Covalent medicines, where molecules bind irreversibly to their protein targets, emerged as a solution to this grand challenge of ligandability. Rather than relying on the reversible interactions with a deep pocket to tightly bind a medicine, covalency promised binding through a single, permanent bond. Reality did not meet that promise; the mindset that smooth surfaces were undruggable” prevailed. Early adopters only added covalency as an accessory to existing molecules that could already bind deep pockets, not as the basis of a disruptive new way to create medicines.

What if we could flip the script? What if instead of relying on first binding to a protein pocket before covalent bond formation, the covalent reaction came first?

This biochemical insight was inspired by nature. Biology catalyzes bonds through enzymes that create electronically optimized microenvironments, straining and steering molecules at the quantum level, moving atomic orbitals into alignment to push otherwise impossible reactions forward. Yet, the same amino acids present in an enzyme’s catalytic site exist on the protein surface; when viewed this way, the surfaces of proteins are not smooth and undruggable’, but rich in electronic features that, given the right molecular substrate, can catalyze the formation of a covalent bond. We call these Latent Catalytic sites, and our reaction first chemical strategy is discovering the perfect substrate match for every protein surface.

With our Reaction First approach, we can design safe, stable, and drug-like molecules that are inert inside the body until they are activated by the right protein catalyst to form potent, selective, irreversible bonds — even on surfaces that were previously labelled undruggable.’ With this insight, the entire proteome is within reach of small molecule medicines and the most valuable targets in drug discovery — transcription factors, protein-protein interaction interfaces, and adaptor proteins to name a few — are not undruggable surfaces, but undiscovered sites of latent catalysis waiting for the right substrate.

Learning new rules for medicinal chemistry

To tap into the power of Reaction First drug discovery, we purpose-built a platform that parallelizes drug discovery with data generation. By combining innovations across chemoproteomics, hardware, software, quantum chemistry, and machine intelligence, we produce data at unrivaled richness, depth, and precision. The potency of each molecule in our library is simultaneously measured, down to the specific amino acid location, against thousands of proteins in relevant context. Our dataset is revealing the proteome’s substrate preferences: how similar microenvironments on divergent proteins can catalyze the same reactions.

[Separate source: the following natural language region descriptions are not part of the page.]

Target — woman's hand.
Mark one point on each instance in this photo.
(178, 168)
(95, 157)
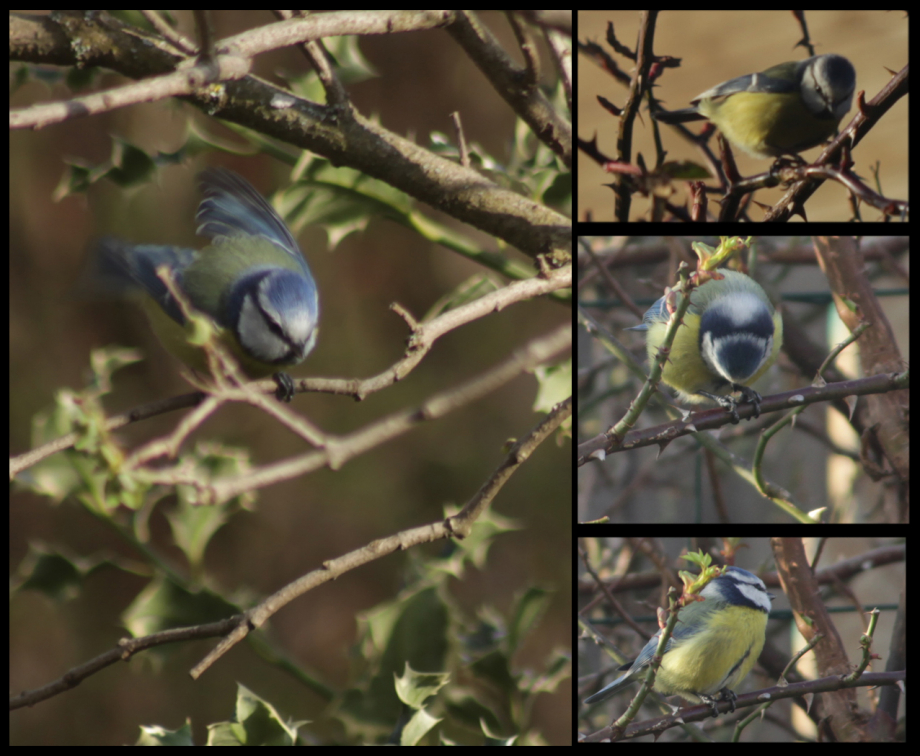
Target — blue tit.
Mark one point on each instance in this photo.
(252, 280)
(715, 644)
(730, 335)
(788, 108)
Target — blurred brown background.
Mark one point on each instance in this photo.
(719, 45)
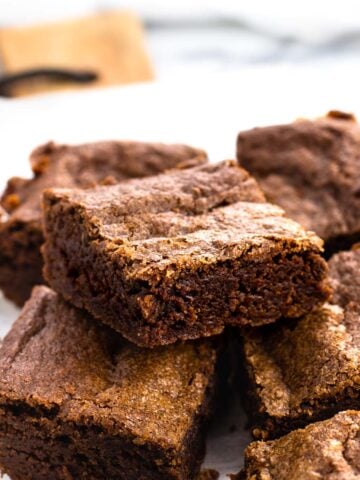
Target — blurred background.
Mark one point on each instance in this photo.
(189, 38)
(179, 71)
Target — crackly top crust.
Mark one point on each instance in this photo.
(311, 169)
(57, 358)
(186, 218)
(328, 449)
(86, 165)
(297, 367)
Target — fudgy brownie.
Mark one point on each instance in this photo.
(77, 401)
(180, 255)
(69, 166)
(324, 450)
(307, 371)
(312, 170)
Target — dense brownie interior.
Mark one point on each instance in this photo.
(80, 166)
(307, 370)
(324, 450)
(181, 255)
(77, 401)
(312, 170)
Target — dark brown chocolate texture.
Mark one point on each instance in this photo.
(328, 450)
(78, 401)
(312, 170)
(180, 255)
(310, 370)
(80, 166)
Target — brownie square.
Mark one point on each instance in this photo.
(80, 166)
(78, 401)
(180, 255)
(324, 450)
(309, 370)
(312, 170)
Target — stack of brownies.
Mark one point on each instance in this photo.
(113, 371)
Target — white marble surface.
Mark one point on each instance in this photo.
(205, 111)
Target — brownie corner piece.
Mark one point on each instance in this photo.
(329, 449)
(181, 255)
(79, 166)
(78, 401)
(311, 168)
(297, 373)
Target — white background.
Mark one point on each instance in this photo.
(222, 67)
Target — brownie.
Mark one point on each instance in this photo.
(69, 166)
(312, 170)
(324, 450)
(79, 402)
(301, 372)
(180, 255)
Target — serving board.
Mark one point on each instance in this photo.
(204, 112)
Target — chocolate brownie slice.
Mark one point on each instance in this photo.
(324, 450)
(306, 371)
(180, 255)
(69, 166)
(312, 170)
(78, 401)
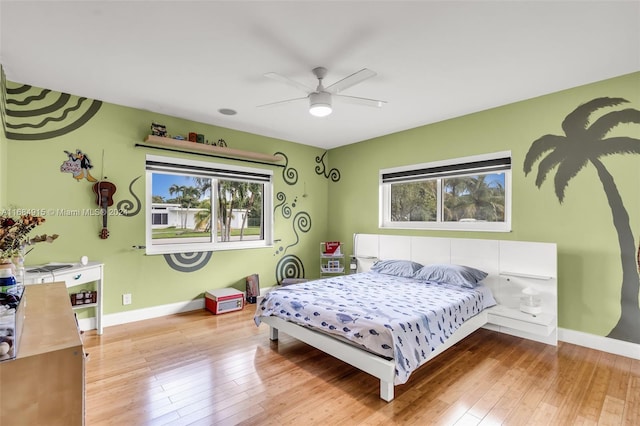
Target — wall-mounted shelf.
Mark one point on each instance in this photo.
(176, 145)
(523, 275)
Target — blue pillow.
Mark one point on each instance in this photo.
(398, 268)
(461, 275)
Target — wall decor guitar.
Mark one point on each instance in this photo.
(104, 191)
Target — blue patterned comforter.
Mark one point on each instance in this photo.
(395, 317)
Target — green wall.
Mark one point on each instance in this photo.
(315, 208)
(35, 181)
(589, 267)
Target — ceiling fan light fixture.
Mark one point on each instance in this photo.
(320, 104)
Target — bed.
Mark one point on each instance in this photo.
(394, 314)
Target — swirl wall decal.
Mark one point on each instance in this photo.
(282, 197)
(188, 262)
(333, 174)
(29, 113)
(289, 174)
(125, 206)
(302, 222)
(290, 266)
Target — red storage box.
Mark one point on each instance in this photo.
(223, 300)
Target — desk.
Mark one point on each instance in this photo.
(72, 276)
(44, 384)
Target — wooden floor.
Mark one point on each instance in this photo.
(200, 369)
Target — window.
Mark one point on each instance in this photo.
(470, 194)
(195, 206)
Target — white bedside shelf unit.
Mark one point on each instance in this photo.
(75, 275)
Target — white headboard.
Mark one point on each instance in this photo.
(511, 265)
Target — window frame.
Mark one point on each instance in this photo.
(181, 166)
(384, 198)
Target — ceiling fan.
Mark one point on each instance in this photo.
(320, 98)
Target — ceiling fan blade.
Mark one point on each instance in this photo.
(361, 101)
(286, 80)
(351, 80)
(286, 101)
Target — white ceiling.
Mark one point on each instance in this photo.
(434, 59)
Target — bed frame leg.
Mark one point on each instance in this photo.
(386, 390)
(273, 333)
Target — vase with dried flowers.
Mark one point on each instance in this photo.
(14, 237)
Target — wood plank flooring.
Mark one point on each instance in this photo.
(200, 369)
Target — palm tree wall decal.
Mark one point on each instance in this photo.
(582, 144)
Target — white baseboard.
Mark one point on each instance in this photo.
(153, 312)
(601, 343)
(592, 341)
(149, 313)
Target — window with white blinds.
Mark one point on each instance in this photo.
(195, 206)
(469, 194)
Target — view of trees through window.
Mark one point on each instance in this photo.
(478, 197)
(182, 209)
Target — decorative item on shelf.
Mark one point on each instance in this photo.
(104, 198)
(158, 129)
(530, 301)
(353, 265)
(253, 288)
(332, 248)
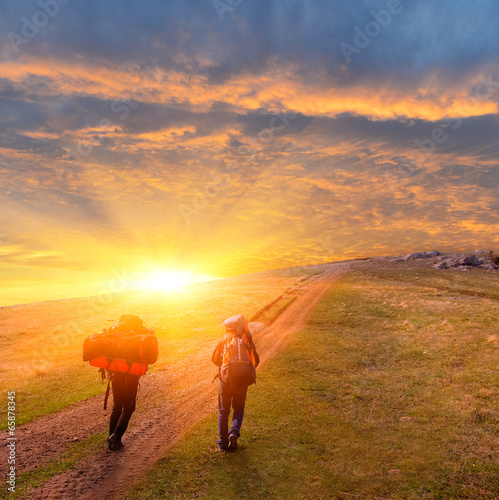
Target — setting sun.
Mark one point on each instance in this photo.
(170, 280)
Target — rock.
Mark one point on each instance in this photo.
(470, 260)
(490, 267)
(421, 255)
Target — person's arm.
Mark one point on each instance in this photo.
(252, 345)
(217, 353)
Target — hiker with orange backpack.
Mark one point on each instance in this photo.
(123, 352)
(237, 359)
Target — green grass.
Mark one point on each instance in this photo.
(77, 452)
(391, 391)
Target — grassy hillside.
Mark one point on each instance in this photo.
(391, 391)
(41, 343)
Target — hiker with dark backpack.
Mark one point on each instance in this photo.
(237, 359)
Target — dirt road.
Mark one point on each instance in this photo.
(170, 402)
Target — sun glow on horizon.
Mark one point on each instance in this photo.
(167, 281)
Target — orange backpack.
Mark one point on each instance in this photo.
(238, 360)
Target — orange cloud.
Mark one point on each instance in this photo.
(279, 90)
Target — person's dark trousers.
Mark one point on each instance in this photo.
(230, 393)
(124, 395)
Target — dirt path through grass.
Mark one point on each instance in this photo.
(169, 403)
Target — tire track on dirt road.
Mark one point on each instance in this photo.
(187, 396)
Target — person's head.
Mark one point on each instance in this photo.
(235, 325)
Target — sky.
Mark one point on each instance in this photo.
(226, 137)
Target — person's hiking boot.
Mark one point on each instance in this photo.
(114, 443)
(232, 442)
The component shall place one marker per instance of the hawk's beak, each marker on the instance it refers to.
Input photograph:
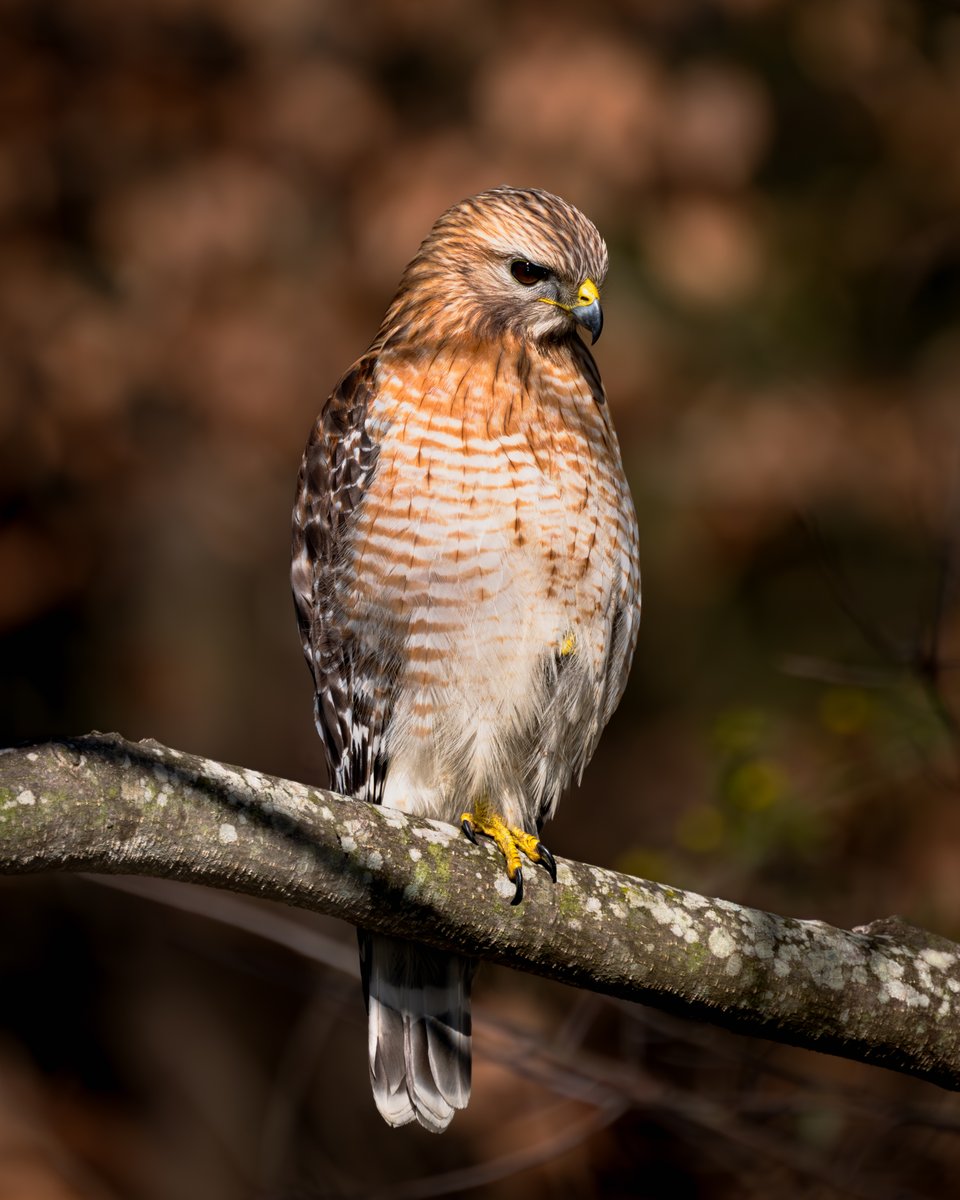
(587, 310)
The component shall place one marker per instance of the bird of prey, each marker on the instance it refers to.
(466, 580)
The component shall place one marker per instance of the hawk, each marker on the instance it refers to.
(466, 579)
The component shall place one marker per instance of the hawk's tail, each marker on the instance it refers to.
(419, 1039)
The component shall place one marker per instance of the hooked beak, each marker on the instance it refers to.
(587, 310)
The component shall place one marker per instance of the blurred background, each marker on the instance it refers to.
(204, 209)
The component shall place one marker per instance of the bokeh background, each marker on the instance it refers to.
(204, 209)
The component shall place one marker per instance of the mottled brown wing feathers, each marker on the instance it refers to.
(337, 466)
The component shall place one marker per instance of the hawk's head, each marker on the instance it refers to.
(507, 261)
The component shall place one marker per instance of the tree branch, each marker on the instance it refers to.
(886, 994)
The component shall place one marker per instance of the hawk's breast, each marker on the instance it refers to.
(496, 531)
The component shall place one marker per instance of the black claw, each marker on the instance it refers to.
(547, 859)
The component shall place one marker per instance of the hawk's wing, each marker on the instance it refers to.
(352, 706)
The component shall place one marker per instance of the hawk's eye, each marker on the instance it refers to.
(528, 273)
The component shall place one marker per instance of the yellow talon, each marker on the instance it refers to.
(510, 841)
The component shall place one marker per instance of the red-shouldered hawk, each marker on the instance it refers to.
(465, 569)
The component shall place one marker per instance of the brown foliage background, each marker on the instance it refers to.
(204, 208)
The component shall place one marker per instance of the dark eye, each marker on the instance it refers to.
(528, 273)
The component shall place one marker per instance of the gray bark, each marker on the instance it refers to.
(886, 994)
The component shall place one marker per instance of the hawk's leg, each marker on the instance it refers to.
(510, 841)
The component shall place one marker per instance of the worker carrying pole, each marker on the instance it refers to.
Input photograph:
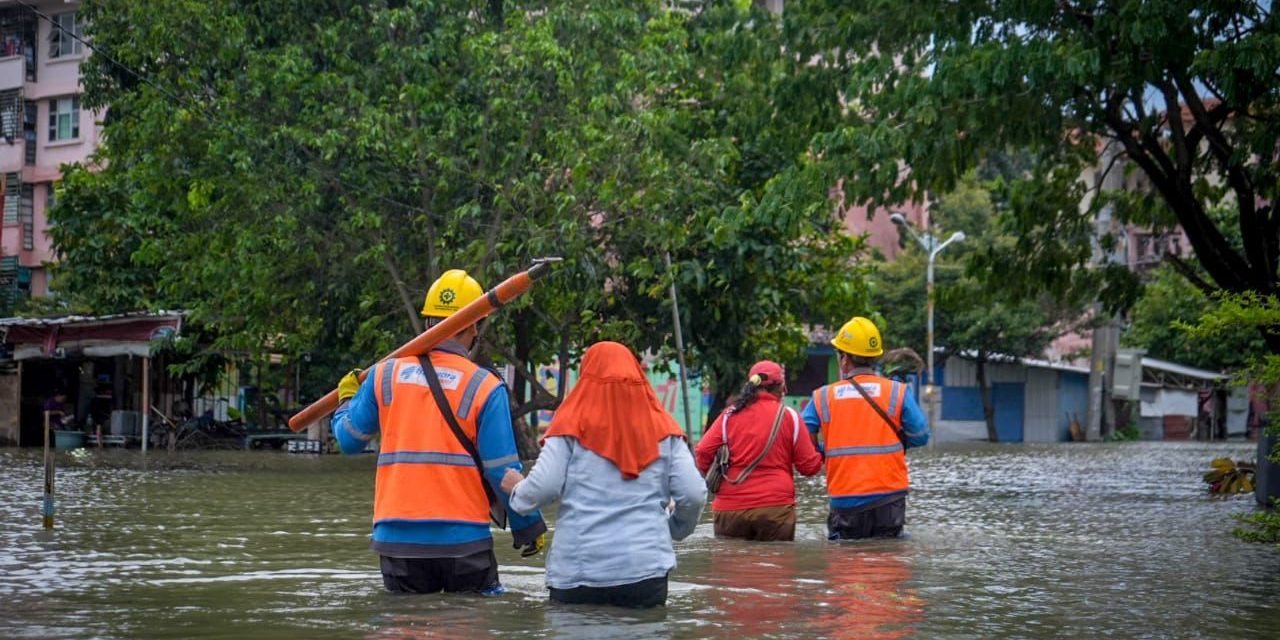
(470, 314)
(447, 440)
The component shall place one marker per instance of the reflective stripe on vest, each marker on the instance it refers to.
(424, 474)
(864, 455)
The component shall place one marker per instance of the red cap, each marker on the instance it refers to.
(769, 371)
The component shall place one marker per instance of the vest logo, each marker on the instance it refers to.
(412, 374)
(846, 391)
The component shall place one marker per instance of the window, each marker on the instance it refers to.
(64, 118)
(28, 132)
(27, 215)
(12, 195)
(60, 36)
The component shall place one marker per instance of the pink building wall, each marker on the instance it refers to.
(55, 78)
(881, 232)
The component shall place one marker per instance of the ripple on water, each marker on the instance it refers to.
(1011, 540)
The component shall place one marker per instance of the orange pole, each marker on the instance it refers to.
(496, 297)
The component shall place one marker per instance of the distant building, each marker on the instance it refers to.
(41, 128)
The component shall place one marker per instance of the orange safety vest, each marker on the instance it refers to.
(424, 474)
(864, 455)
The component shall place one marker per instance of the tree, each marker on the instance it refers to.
(1183, 91)
(1161, 318)
(974, 318)
(296, 184)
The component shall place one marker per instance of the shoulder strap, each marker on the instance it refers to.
(496, 510)
(773, 435)
(874, 405)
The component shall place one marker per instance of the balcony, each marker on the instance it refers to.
(13, 72)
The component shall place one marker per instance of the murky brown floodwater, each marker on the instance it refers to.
(1005, 542)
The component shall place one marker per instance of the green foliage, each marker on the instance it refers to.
(1264, 526)
(974, 315)
(1169, 304)
(296, 184)
(1124, 433)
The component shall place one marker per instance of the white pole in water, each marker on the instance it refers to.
(48, 510)
(680, 348)
(146, 401)
(932, 247)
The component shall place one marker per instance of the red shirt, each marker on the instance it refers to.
(772, 483)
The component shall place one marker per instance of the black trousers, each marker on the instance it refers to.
(877, 520)
(474, 572)
(636, 595)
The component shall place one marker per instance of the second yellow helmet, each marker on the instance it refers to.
(451, 292)
(859, 337)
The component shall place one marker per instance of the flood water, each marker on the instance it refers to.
(1072, 540)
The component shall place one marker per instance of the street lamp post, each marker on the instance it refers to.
(932, 247)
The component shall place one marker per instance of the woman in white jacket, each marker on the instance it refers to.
(627, 485)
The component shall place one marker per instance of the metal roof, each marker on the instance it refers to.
(1174, 368)
(94, 320)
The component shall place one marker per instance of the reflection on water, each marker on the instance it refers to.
(1005, 540)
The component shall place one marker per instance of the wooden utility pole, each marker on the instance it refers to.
(1106, 333)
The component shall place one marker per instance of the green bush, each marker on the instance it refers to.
(1265, 525)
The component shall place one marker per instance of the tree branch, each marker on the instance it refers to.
(1216, 255)
(1262, 261)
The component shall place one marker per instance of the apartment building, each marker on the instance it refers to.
(42, 127)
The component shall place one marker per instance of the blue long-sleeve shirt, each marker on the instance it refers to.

With this data, our generative AI is learning rules of bond formation that traditional medicinal chemistry has often ignored. While classical drug discovery focuses on the surface interactions of atoms, our platform looks at reactions at the level of electrons. With a proprietary and continually growing proteome-wide bond formation dataset, our AI is learning how small changes in orbital energies shift a surface from inert to catalytic, the relationship between molecular quantum properties and transition-state, and how subtle topology templates reactions. Combining our empirical measurements with high accuracy synthetic quantum chemical data is enabling our model to generate molecules for targets it has never directly seen, but whose catalytic profile mirrors those already bound. Our reaction first approach is more than a biochemical insight; it is a new perspective unlocking generative medicines, designed not just from the atom, but from the electron.

The ultimate measure of Expedition’s success will not be the size of our dataset or the elegance of the molecules we generate, but the number of patients who no longer have to suffer from undruggable” diseases. When we founded our expedition, we set out beyond the boundary of medicine to rethink the limits that have kept millions from cures.